With a drop off in the level of moisture in the air, as well as humidity, winter months are prime time for skin to become drier and lead to further skin issues. Washing hands and wearing masks are key steps to preventing COVID-19, but they can dry out your skin.
To combat dry skin and save yourself from itchy or painful skin that is prone to infection, try these preventive self-care tips:
- Cover up.
This tip speaks for itself.

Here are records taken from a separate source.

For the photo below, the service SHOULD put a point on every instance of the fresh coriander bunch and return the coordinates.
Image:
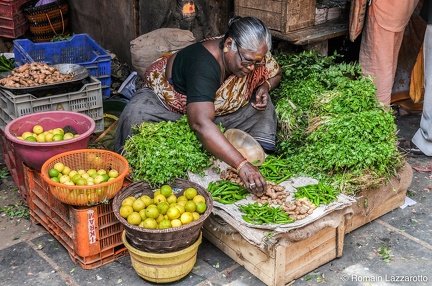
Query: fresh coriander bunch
(161, 152)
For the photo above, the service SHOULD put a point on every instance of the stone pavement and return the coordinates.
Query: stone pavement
(397, 245)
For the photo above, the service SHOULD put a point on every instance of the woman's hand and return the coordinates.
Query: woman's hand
(261, 97)
(253, 179)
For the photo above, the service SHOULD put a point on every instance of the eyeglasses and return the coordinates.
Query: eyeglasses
(247, 64)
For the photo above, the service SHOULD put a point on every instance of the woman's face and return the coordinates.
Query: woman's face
(242, 62)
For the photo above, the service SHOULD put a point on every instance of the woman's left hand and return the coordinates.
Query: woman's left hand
(261, 97)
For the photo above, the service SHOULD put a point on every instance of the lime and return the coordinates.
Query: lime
(57, 137)
(31, 138)
(165, 224)
(59, 166)
(125, 211)
(134, 218)
(106, 177)
(150, 223)
(128, 201)
(173, 213)
(159, 198)
(26, 134)
(163, 207)
(201, 207)
(186, 218)
(142, 214)
(176, 223)
(166, 190)
(199, 198)
(152, 211)
(147, 200)
(195, 215)
(190, 206)
(172, 199)
(138, 205)
(190, 193)
(53, 173)
(37, 129)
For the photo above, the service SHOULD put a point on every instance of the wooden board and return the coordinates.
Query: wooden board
(317, 33)
(279, 15)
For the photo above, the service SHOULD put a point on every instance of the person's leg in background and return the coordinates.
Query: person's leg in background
(378, 56)
(423, 137)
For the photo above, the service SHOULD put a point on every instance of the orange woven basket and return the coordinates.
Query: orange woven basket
(85, 159)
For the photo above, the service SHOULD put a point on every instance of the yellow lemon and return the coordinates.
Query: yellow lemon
(186, 218)
(159, 198)
(138, 205)
(150, 223)
(166, 190)
(190, 206)
(176, 223)
(165, 224)
(201, 207)
(190, 193)
(134, 218)
(199, 198)
(173, 213)
(125, 211)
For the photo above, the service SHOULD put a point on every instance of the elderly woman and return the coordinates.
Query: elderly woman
(222, 80)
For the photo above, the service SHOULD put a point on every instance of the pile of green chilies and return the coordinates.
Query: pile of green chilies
(318, 194)
(275, 169)
(227, 192)
(259, 214)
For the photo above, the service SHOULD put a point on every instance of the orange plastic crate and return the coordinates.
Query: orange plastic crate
(91, 235)
(10, 8)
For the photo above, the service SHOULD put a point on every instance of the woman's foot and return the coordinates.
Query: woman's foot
(410, 147)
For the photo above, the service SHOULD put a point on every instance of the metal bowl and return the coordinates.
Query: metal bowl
(246, 145)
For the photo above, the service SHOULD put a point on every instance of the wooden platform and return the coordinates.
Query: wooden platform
(298, 253)
(305, 249)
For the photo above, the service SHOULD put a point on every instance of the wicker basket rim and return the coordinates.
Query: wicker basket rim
(121, 176)
(29, 8)
(124, 192)
(166, 255)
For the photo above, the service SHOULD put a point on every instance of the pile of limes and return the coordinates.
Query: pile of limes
(164, 209)
(38, 134)
(65, 175)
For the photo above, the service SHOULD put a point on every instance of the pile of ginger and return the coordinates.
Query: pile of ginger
(34, 74)
(275, 194)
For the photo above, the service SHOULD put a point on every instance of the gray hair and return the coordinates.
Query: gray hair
(248, 33)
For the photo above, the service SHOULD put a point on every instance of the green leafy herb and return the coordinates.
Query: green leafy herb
(161, 152)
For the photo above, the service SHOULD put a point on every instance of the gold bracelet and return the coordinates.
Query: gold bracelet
(244, 162)
(268, 84)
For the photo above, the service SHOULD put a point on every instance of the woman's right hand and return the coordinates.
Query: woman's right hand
(253, 179)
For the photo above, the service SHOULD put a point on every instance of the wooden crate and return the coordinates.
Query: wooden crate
(279, 15)
(374, 203)
(295, 255)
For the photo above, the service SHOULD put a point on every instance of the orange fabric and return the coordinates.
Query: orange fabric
(233, 94)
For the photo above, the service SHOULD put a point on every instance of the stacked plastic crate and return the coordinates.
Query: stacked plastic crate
(79, 49)
(91, 235)
(12, 21)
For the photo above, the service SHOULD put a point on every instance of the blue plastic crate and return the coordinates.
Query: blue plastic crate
(79, 49)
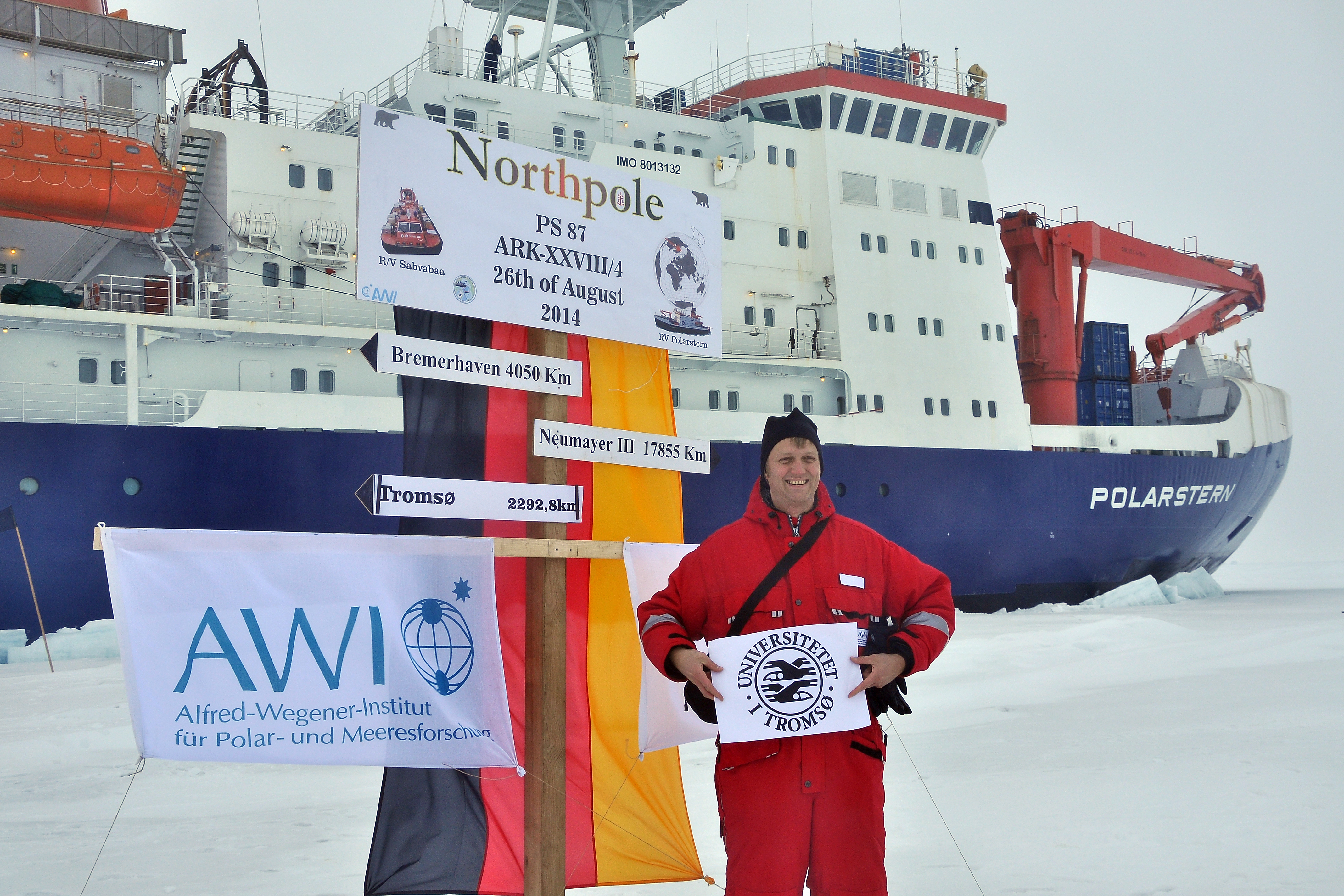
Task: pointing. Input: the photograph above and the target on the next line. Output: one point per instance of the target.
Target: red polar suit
(806, 808)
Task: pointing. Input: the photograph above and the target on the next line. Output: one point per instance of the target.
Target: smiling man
(807, 809)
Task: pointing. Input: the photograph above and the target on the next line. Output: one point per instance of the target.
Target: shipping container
(1105, 404)
(1105, 352)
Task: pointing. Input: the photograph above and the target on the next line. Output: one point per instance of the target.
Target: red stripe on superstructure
(858, 82)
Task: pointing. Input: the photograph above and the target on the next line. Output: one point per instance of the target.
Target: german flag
(462, 831)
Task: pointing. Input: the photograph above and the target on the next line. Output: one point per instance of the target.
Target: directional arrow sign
(459, 363)
(471, 499)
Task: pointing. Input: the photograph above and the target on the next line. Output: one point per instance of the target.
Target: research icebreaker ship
(190, 355)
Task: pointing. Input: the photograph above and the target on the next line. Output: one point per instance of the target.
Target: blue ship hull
(1011, 529)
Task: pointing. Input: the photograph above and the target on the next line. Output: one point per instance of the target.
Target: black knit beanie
(796, 425)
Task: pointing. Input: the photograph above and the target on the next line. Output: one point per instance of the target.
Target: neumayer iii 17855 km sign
(455, 221)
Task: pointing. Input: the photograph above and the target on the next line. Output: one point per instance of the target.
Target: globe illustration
(439, 644)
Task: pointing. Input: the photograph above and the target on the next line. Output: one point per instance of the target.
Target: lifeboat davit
(409, 230)
(85, 178)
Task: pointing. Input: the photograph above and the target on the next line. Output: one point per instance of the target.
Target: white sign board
(579, 442)
(666, 720)
(471, 499)
(788, 681)
(475, 365)
(311, 649)
(459, 222)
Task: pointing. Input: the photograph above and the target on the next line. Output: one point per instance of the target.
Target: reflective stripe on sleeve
(931, 620)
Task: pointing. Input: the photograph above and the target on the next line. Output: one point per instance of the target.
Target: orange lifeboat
(85, 178)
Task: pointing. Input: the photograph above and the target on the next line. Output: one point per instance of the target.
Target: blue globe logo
(439, 644)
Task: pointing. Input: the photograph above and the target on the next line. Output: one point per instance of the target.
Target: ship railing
(92, 404)
(780, 342)
(75, 115)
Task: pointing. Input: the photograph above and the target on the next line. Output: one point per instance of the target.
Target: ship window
(933, 130)
(949, 202)
(809, 112)
(909, 124)
(957, 136)
(776, 111)
(882, 124)
(837, 109)
(858, 116)
(909, 197)
(977, 137)
(861, 190)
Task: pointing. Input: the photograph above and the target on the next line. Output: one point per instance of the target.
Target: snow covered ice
(1187, 748)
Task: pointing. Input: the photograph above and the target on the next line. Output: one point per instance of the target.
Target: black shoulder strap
(773, 577)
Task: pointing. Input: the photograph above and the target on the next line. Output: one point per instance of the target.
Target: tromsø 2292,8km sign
(455, 221)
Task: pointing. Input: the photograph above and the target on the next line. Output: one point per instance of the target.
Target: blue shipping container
(1105, 404)
(1105, 352)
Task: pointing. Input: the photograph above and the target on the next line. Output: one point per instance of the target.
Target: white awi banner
(312, 649)
(788, 681)
(459, 222)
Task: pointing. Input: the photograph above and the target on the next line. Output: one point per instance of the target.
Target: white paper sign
(311, 649)
(664, 718)
(471, 499)
(580, 442)
(459, 222)
(788, 681)
(475, 365)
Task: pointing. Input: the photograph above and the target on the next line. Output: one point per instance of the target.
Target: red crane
(1051, 331)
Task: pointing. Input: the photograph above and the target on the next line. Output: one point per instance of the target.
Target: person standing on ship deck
(804, 809)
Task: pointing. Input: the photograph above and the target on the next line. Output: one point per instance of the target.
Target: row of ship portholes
(30, 485)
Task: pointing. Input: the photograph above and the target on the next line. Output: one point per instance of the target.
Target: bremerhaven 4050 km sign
(459, 222)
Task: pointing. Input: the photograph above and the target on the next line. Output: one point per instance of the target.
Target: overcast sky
(1219, 120)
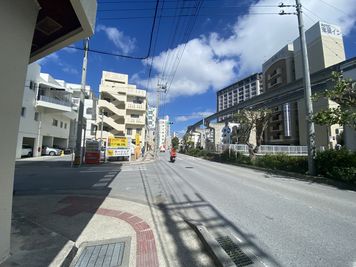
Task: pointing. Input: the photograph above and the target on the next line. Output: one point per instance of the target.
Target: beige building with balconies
(123, 106)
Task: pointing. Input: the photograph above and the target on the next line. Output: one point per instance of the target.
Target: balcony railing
(55, 101)
(130, 120)
(135, 106)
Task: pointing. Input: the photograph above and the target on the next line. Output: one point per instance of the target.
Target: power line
(127, 56)
(154, 46)
(334, 7)
(186, 15)
(188, 7)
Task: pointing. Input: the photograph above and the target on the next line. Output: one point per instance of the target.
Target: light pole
(307, 86)
(78, 143)
(307, 92)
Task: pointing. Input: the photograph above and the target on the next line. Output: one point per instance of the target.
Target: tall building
(151, 117)
(288, 125)
(164, 132)
(278, 71)
(325, 48)
(239, 92)
(89, 112)
(123, 105)
(46, 112)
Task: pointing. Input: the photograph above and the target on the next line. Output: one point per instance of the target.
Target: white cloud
(69, 50)
(256, 38)
(124, 43)
(68, 69)
(199, 70)
(193, 116)
(213, 61)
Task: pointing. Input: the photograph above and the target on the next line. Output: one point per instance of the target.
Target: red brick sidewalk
(146, 252)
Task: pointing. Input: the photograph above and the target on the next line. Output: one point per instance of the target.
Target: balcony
(134, 106)
(136, 121)
(136, 92)
(53, 103)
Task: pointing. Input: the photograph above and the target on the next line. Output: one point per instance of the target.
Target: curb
(217, 253)
(65, 256)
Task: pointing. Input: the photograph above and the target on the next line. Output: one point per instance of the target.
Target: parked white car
(51, 151)
(26, 151)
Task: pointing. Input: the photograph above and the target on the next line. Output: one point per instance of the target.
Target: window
(32, 85)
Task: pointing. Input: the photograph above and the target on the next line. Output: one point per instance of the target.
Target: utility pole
(307, 92)
(160, 88)
(78, 143)
(307, 85)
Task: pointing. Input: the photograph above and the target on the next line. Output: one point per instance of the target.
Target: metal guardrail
(55, 101)
(266, 149)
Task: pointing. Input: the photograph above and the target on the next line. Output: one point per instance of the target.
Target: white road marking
(99, 184)
(105, 179)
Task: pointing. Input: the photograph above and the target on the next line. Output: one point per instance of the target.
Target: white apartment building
(89, 113)
(164, 132)
(238, 92)
(46, 112)
(123, 105)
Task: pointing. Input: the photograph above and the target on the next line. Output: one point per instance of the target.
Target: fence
(266, 149)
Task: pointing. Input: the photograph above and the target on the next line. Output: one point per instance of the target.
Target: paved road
(284, 222)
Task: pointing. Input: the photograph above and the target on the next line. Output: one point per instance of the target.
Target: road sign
(118, 142)
(137, 139)
(119, 152)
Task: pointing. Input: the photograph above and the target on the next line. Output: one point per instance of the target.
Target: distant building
(89, 112)
(278, 71)
(124, 107)
(164, 138)
(151, 117)
(239, 92)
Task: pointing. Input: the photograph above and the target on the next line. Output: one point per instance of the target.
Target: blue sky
(229, 40)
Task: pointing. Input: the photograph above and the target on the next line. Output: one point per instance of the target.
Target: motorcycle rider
(173, 154)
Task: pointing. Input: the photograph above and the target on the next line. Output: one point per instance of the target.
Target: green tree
(344, 94)
(175, 142)
(252, 120)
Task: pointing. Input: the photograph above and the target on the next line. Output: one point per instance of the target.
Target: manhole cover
(113, 252)
(233, 250)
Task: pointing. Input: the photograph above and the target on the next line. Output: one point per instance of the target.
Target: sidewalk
(52, 230)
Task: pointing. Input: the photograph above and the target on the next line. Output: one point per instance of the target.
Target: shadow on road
(49, 208)
(197, 211)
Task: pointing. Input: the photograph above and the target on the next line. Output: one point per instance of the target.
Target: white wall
(28, 127)
(17, 23)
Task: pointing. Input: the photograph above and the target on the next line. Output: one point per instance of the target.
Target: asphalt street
(282, 221)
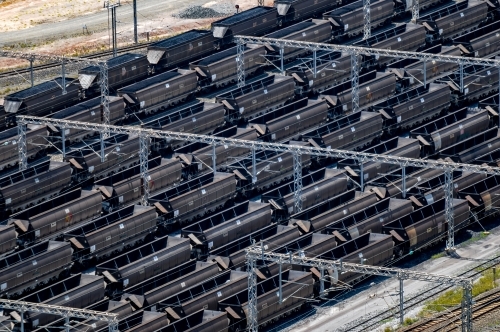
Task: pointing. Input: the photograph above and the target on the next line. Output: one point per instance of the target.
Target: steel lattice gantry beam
(255, 253)
(355, 51)
(23, 120)
(296, 150)
(103, 74)
(67, 312)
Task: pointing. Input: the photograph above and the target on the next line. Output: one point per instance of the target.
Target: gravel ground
(487, 322)
(206, 11)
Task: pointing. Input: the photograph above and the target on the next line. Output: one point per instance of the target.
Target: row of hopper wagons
(160, 277)
(219, 69)
(202, 239)
(48, 179)
(67, 216)
(299, 224)
(254, 99)
(273, 113)
(356, 131)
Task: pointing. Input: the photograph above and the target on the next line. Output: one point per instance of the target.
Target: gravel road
(150, 10)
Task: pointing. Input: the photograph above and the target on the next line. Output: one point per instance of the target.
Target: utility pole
(134, 5)
(113, 25)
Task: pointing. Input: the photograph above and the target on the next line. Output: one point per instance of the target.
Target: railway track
(90, 56)
(378, 318)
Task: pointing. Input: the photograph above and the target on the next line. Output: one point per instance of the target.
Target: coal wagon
(232, 255)
(398, 146)
(295, 292)
(33, 266)
(40, 100)
(289, 121)
(413, 107)
(77, 291)
(125, 187)
(198, 157)
(317, 187)
(171, 282)
(176, 50)
(369, 220)
(454, 20)
(351, 132)
(120, 153)
(348, 21)
(88, 111)
(112, 233)
(373, 86)
(424, 225)
(144, 262)
(194, 198)
(331, 69)
(36, 136)
(258, 97)
(369, 249)
(123, 69)
(256, 21)
(159, 92)
(201, 118)
(220, 69)
(316, 31)
(50, 218)
(482, 42)
(205, 295)
(450, 129)
(227, 226)
(34, 184)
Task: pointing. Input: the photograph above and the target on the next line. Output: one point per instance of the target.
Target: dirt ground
(57, 27)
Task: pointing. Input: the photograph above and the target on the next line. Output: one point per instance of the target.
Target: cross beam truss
(297, 151)
(255, 253)
(355, 51)
(363, 157)
(21, 307)
(367, 51)
(49, 58)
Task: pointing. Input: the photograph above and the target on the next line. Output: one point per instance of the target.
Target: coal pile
(199, 12)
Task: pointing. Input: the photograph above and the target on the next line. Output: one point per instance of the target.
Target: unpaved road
(152, 14)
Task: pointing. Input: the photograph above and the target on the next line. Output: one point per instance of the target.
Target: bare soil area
(78, 27)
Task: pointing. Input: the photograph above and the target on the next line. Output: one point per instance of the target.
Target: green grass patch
(453, 297)
(438, 255)
(408, 321)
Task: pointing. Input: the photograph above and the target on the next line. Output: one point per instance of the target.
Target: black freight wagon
(112, 233)
(123, 69)
(144, 262)
(33, 266)
(40, 100)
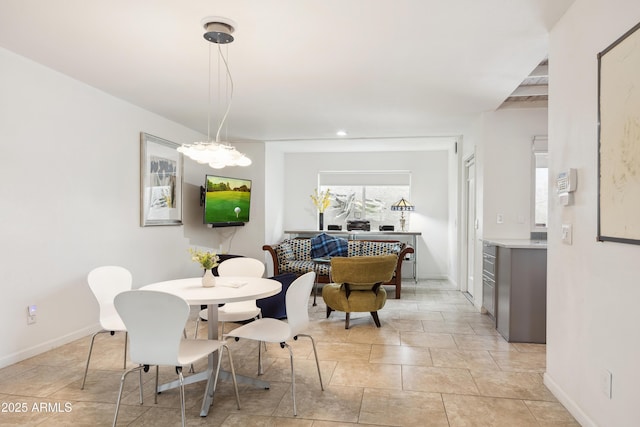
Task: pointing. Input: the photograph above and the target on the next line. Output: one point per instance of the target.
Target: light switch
(567, 234)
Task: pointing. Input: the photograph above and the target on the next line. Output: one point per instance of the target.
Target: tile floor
(434, 362)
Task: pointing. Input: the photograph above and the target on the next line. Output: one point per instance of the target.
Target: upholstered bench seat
(294, 256)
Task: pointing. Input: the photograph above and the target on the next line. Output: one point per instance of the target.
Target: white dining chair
(241, 310)
(106, 282)
(278, 331)
(157, 340)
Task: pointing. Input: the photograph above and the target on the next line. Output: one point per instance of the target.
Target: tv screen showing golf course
(227, 200)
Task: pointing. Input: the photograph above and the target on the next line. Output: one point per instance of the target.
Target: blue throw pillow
(324, 245)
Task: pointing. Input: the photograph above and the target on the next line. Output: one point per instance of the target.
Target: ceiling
(302, 69)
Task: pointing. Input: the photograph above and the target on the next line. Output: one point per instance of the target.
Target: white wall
(430, 195)
(592, 289)
(507, 170)
(70, 202)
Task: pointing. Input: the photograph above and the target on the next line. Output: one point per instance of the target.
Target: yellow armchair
(357, 285)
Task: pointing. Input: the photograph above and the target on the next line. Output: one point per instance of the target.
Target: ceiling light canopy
(216, 153)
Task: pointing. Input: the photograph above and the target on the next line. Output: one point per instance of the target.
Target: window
(540, 177)
(364, 195)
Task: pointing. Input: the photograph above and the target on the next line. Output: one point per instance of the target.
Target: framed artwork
(619, 140)
(160, 182)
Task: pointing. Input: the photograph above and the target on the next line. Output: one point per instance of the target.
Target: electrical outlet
(567, 234)
(606, 378)
(31, 314)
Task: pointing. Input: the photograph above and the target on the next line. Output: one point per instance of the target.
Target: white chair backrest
(106, 282)
(297, 302)
(241, 266)
(155, 323)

In winter, it's important to bundle up when going outdoors ― not just for warmth, but also to protect your skin. Hats, mittens, scarves and insulated coats are your best friends, even if you don't have far to go.
- Moisturize every day.
It's vital to keep your skin healthy and moisturized during the winter. Make it a part of your daily routine. Use a hypoallergenic lotion as opposed to lotions that are heavy with scents. Also, use a brand that doesn't irritate your skin.
- When outdoors, wear sunscreen.
This may seem like an odd tip, but you still can get a sunburn when outside during the winter. If you're going to be outside for a prolonged period, such as snowshoeing, skiing or snowboarding, lather on the sunscreen before heading outside.
- Use a humidifier.
During the winter, run a humidifier in your home. Using a humidifier will add moisture to the air that decreases in the cold weather. This moisture will help combat dry skin problems.
Some other skin problems that may arise during the winter include dandruff and dermatitis. For those with dandruff, over-the-counter shampoos can be beneficial. Make sure to choose a dandruff shampoo with selenium sulfide or zinc pyrithione. You may need to switch between these two if either one stops working. You can manage dermatitis by taking shorter baths and showers using warm, rather than hot, water. Use a gentle, nonsoap cleanser and dry yourself gently with a soft towel. While your skin is still damp, seal in moisture with an oil, cream or lotion.
See your health care provider if you have chronic or severe dry skin problems that don't improve with over-the-counter treatments.
Peter Reisner, M.D., is a Family Medicine physician in Chetek, Wisconsin.